Chlorodiphenylphosphine is an organophosphorus compound with the formula (C6H5)2PCl, abbreviated Ph2PCl. It is a colourless oily liquid with a pungent odor that is often described as being garlic-like and detectable even in the ppb range.  It is useful reagent for introducing the Ph2P group into molecules, which includes many ligands. Like other halophosphines, Ph2PCl is reactive with many nucleophiles such as water and easily oxidized even by air.

Synthesis and reactions
Chlorodiphenylphosphine is produced on a commercial scale from benzene and phosphorus trichloride (PCl3). Benzene reacts with phosphorus trichloride at extreme temperatures around 600 °C to give dichlorophenylphosphine (PhPCl2) and HCl.  Redistribution of PhPCl2 in the gas phase at high temperatures results in chlorodiphenylphosphine.
2PhPCl2 → Ph2PCl + PCl3
Alternatively such compounds are prepared by redistribution reactions starting with  triphenylphosphine and phosphorus trichloride. 
PCl3 + 2PPh3 → 3Ph2PCl

Chlorodiphenylphosphine hydrolyzes to give diphenylphosphine oxide. Reduction with sodium affords tetraphenyldiphosphine:
2Ph2PCl + 2Na → [Ph2P]2 + 2NaCl

With ammonia and elemental sulfur, it converts to the thiophosphorylamide:
Ph2PCl + 2NH3  +  S → Ph2P(S)NH2 +  NH4Cl

Uses 
Chlorodiphenylphosphine, along with other chlorophosphines, is used in the synthesis of various phosphines.  A typical route uses Grignard reagents:
Ph2PCl + MgRX → Ph2PR + MgClX

The phosphines produced from reactions with Ph2PCl are further developed and used as pesticides (such as EPN), stabilizers for plastics (Sandostab P-EPQ), various halogen compound catalysts, flame retardants (cyclic phosphinocarboxylic anhydride), as well as UV-hardening paint systems (used in dental materials) making Ph2PCl an important intermediate in the industrial world.

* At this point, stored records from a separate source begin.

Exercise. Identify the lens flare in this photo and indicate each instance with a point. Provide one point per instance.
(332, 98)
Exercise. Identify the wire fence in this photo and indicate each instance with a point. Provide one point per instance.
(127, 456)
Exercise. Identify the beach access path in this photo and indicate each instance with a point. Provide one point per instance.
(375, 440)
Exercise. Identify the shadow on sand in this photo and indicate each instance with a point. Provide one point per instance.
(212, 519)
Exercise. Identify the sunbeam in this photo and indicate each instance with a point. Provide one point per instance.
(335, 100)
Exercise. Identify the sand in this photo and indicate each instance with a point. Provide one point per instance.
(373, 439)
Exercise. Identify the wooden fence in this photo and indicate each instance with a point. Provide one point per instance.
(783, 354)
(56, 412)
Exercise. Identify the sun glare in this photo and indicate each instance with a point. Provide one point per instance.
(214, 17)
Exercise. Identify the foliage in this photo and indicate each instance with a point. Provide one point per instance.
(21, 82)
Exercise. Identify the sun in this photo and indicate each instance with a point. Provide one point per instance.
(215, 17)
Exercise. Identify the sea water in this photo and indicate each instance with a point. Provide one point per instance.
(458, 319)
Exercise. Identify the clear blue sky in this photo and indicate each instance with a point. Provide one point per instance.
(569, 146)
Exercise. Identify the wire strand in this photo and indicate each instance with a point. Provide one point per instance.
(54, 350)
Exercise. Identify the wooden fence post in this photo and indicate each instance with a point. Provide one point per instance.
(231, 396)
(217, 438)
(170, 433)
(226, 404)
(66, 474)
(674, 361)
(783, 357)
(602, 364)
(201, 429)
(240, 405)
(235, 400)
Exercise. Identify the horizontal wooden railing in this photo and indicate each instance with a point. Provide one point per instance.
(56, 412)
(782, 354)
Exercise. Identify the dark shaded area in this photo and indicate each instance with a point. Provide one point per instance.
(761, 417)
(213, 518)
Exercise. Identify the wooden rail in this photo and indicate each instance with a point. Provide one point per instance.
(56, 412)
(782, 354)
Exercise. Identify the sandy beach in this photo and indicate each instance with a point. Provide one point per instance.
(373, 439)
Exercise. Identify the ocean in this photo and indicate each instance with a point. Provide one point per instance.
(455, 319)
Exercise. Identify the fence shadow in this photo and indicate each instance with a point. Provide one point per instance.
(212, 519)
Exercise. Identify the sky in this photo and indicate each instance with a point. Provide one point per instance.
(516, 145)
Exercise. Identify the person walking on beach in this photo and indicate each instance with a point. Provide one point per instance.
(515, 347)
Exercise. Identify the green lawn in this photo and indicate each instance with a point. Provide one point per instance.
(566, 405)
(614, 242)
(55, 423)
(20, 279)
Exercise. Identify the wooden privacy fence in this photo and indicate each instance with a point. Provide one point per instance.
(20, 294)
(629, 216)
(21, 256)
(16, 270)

Precursor to diphenylphosphido derivatives
Chlorodiphenylphosphine is used in the synthesis of sodium diphenylphosphide via its reaction with sodium metal in refluxing dioxane.
Ph2PCl + 2 Na → Ph2PNa + NaCl

Diphenylphosphine can be synthesized in the reaction of Ph2PCl and LiAlH4, the latter usually used in excess.
4 Ph2PCl + LiAlH4 → 4 Ph2PH + LiCl + AlCl3
Both Ph2PNa and Ph2PH are also used in the synthesis of organophosphine ligands.

Characterization
The quality of chlorodiphenylphosphine is often checked by 31P NMR spectroscopy.